Showing 4 changed files with 20 additions and 92 deletions.
diff --git a/cachecontrol/adapter.py b/cachecontrol/adapter.py
@@ -1,10 +1,12 @@
 import functools
 
+import io
+import types
+
 from requests.adapters import HTTPAdapter
 
 from .controller import CacheController
 from .cache import DictCache
-from .filewrapper import CallbackFileWrapper
 
 
 class CacheControlAdapter(HTTPAdapter):
@@ -87,16 +89,20 @@ def build_response(self, request, response, from_cache=False):
                 if self.heuristic:
                     response = self.heuristic.apply(response)
 
-                # Wrap the response file with a wrapper that will cache the
-                #   response when the stream has been consumed.
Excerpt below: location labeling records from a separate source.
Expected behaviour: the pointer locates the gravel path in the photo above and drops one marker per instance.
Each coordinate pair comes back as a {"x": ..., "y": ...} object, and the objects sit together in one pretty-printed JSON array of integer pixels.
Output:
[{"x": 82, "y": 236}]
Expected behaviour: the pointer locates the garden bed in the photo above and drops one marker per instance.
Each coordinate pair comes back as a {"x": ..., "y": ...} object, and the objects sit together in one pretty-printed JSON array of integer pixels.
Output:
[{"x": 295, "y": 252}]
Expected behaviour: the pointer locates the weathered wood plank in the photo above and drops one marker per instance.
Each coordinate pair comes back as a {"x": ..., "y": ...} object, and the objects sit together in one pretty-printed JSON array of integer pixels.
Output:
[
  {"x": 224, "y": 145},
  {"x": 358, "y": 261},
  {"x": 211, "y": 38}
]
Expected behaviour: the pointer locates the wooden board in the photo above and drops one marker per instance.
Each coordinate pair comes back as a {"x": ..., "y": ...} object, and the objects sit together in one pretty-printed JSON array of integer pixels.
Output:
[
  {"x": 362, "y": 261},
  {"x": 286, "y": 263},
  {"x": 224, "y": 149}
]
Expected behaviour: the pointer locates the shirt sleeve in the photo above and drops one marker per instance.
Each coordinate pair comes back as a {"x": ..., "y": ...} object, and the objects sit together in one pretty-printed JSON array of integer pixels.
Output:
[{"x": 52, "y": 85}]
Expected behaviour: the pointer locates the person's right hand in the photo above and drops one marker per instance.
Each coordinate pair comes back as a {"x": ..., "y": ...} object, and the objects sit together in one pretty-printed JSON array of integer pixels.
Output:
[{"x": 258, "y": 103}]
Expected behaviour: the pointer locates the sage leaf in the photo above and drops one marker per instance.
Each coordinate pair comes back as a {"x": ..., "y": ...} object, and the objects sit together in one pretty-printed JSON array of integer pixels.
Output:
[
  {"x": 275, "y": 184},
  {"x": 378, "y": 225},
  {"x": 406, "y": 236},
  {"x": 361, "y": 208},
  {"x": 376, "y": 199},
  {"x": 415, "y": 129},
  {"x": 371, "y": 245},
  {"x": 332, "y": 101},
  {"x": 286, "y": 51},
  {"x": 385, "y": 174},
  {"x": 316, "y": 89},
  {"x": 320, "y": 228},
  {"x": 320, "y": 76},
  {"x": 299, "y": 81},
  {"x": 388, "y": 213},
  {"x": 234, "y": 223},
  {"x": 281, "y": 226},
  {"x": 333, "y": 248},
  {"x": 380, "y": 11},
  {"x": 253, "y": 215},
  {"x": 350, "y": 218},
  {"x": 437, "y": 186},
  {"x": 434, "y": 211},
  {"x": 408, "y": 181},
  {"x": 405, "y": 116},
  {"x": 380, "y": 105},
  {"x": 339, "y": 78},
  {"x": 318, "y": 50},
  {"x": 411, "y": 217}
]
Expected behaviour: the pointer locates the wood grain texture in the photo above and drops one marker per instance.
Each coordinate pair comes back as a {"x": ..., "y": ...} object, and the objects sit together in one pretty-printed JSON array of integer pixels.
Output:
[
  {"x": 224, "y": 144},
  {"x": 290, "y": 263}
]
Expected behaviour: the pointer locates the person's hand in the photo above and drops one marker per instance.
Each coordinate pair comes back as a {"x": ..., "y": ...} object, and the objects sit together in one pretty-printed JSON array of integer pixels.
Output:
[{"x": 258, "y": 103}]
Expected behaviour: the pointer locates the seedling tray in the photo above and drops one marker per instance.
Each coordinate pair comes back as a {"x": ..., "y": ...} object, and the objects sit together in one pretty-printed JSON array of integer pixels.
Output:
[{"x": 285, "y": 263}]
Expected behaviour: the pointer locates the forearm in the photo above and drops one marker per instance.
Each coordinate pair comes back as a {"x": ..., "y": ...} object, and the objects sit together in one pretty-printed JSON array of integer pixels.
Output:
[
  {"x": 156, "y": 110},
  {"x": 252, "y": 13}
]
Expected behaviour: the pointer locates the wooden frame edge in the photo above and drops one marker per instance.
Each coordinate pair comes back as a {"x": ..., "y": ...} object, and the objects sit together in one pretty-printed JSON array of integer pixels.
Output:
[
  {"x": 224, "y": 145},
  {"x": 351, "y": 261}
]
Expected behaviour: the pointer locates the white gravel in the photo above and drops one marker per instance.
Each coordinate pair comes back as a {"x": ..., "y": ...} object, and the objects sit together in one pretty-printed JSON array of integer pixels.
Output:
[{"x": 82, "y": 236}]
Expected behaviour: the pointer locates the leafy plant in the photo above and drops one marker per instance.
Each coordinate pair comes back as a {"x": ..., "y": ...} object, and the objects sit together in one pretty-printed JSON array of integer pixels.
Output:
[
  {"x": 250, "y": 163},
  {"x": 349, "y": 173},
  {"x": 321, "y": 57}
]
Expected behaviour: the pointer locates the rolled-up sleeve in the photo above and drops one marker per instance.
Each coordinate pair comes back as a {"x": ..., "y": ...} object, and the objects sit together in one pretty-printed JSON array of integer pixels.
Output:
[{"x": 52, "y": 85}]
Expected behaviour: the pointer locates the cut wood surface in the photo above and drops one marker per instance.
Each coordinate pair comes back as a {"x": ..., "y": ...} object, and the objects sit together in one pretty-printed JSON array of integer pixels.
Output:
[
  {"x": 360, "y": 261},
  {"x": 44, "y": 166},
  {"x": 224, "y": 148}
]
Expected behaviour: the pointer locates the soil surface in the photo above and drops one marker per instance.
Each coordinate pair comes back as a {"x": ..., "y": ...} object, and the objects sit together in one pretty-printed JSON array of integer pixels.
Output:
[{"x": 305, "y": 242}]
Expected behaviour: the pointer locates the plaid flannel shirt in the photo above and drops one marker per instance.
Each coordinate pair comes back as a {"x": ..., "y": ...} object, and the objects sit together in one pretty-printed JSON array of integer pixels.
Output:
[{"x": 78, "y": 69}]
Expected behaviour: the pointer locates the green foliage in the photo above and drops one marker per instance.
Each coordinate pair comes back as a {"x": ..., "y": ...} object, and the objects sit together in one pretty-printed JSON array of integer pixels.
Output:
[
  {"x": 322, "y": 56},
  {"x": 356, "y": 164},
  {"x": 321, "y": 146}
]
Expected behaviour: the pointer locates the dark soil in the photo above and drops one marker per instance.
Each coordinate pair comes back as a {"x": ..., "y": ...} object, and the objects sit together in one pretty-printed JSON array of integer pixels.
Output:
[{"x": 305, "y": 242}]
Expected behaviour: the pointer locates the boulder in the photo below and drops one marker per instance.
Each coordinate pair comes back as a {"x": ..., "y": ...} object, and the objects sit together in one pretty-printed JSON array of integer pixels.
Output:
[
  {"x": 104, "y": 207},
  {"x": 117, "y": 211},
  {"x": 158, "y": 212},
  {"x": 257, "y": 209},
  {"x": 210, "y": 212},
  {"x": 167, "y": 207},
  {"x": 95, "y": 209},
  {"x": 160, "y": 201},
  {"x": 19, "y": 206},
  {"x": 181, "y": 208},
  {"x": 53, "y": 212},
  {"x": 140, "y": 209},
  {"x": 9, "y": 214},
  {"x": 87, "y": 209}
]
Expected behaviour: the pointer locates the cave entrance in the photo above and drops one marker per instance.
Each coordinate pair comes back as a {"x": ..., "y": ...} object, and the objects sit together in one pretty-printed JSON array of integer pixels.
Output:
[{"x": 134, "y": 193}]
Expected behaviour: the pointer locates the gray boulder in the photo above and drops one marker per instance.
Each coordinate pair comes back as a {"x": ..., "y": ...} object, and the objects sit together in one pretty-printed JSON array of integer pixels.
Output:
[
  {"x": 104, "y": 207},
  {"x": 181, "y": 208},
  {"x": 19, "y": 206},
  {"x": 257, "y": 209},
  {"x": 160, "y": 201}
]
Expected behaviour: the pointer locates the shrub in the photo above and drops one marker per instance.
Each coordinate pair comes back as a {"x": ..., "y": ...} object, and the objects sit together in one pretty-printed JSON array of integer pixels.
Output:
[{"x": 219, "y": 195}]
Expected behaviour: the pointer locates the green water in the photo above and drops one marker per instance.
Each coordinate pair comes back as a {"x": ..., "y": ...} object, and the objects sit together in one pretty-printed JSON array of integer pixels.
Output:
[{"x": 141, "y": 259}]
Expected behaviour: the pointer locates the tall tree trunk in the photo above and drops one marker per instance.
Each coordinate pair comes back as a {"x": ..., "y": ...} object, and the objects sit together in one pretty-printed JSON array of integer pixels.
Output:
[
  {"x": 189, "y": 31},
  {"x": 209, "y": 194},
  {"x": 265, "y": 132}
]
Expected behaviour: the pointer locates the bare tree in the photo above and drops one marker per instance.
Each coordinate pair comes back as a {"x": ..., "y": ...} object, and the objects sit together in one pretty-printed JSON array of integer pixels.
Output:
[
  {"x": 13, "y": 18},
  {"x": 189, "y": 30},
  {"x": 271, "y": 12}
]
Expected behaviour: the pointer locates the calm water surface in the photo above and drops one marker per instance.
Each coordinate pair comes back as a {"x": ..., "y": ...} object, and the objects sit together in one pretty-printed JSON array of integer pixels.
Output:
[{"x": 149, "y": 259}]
-                response._fp = CallbackFileWrapper(
-                    response._fp,
-                    functools.partial(
-                        self.controller.cache_response,
-                        request,
-                        response,
-                    )
-                )
+                # Monkey-patch the response object with a new.stream() generator
+                # function which wraps the original stream(), collects the
+                # stream data, and enters that data into the cache when the
+                # generator finishes.
+                old_stream = response.stream
+                buf = io.BytesIO()
+                def new_stream(response_self, *args, **kwargs):
+                    for data in old_stream(*args, **kwargs):
+                        buf.write(data) # collect stream data
+                        yield data
+                    # Enter collected stream data into cache
+                    self.controller.cache_response(
+                        request, response, buf.getvalue())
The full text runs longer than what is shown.